As imagens mostram desdobramentos de ambientação que ajudaram a transformar o campus em mídia: adesivação da escada, peça interativa e mural temático. Antes mesmo do clique para ampliar, elas já entram em tamanho suficiente para sustentar a leitura visual do projeto.
Escada / vista 01
Escada / vista 02
Escada / vista 03
Peça interativa
Mural
A campanha em quatro movimentos.
A lógica criativa foi organizada para ser entendida rápido: atualizar a referência, ocupar o campus, gerar conteúdo e ampliar a experiência nos canais sociais.
Semana de 22 como ponto de partida cultural.
Memes, emojis, stickers e frases de impacto.

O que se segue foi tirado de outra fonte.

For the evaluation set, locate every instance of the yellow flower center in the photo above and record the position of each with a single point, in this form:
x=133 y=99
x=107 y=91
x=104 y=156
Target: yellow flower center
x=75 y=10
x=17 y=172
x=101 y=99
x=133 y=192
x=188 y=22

Adesivação e tematização dos espaços da ESPM.
Posts no Instagram como extensão pública da ação.
Do corredor ao Instagram.
A presença no perfil da ESPM ampliou a vida útil da campanha. O que era experiência no campus virou registro público, reforço de marca e conteúdo compartilhável.
O movimento em circulação
A campanha aparece no canal oficial da escola como registro de linguagem, espaço e comunidade.
Presença continuada
A recorrência no feed ajuda a sustentar a percepção de movimento, não apenas de divulgação pontual.
O tema também estava no centro da conversa cultural.
Com o refinamento da busca, foi possível reunir referências mais diretas sobre o projeto e seu contexto. O bloco abaixo funciona como endosso público: mostra o evento citado em publicação editorial da própria ESPM, em cobertura externa e em documento institucional oficial.
ESPMovement com o jeitinho ESPM de ser
Publicação que registra o evento entre 19 e 21 de outubro, descreve a programação e reforça a dimensão nacional do projeto.
Coletiva destaca o ESPMovement
A publicação Coletiva noticia o evento e registra que a iniciativa ocorreu simultaneamente nas unidades de Porto Alegre, Rio e São Paulo.
PDI da ESPM 2022–2026
O plano institucional da ESPM cita o ESPM Movement como evento realizado no segundo semestre de 2022 para comemorar o centenário da Semana de Arte Moderna.
Desvintedois | ESPMovement
A revista DSG da ESPM também registra o encontro, ampliando o lastro editorial do projeto dentro do ecossistema da escola.
Especial da Semana de 22
O Portal de Jornalismo ESPM dedicou uma edição ao centenário, reforçando que o projeto dialogava com uma conversa institucional mais ampla.
ESPM em cultura e criação
A presença da ESPM no Google Arts & Culture reforça o território de arte, educação, pesquisa e experimentação que sustenta o case.
VEM A.I.
Na edição dedicada à inteligência artificial, a chamada VEM A.I. traduziu o tema em uma solução verbal imediata. O som de “vem aí” encontra a sigla A.I. e cria uma entrada simples para um assunto complexo.
Cultura virou experiência de marca.
O ESPM Movement conectou repertório cultural, linguagem digital e ocupação física em uma campanha institucional de leitura rápida e alta presença visual.
Para o portfólio, o case mostra uma competência central: transformar tema acadêmico em conceito publicitário, e conceito publicitário em experiência real de marca.
O ESPM Movement funcionou porque tratou o modernismo como matéria viva: uma referência histórica capaz de virar campanha, presença física, conteúdo social e memória institucional.
Ficha técnica
Um evento ocupa uma data. Um movimento ocupa o espaço, o feed e a memória.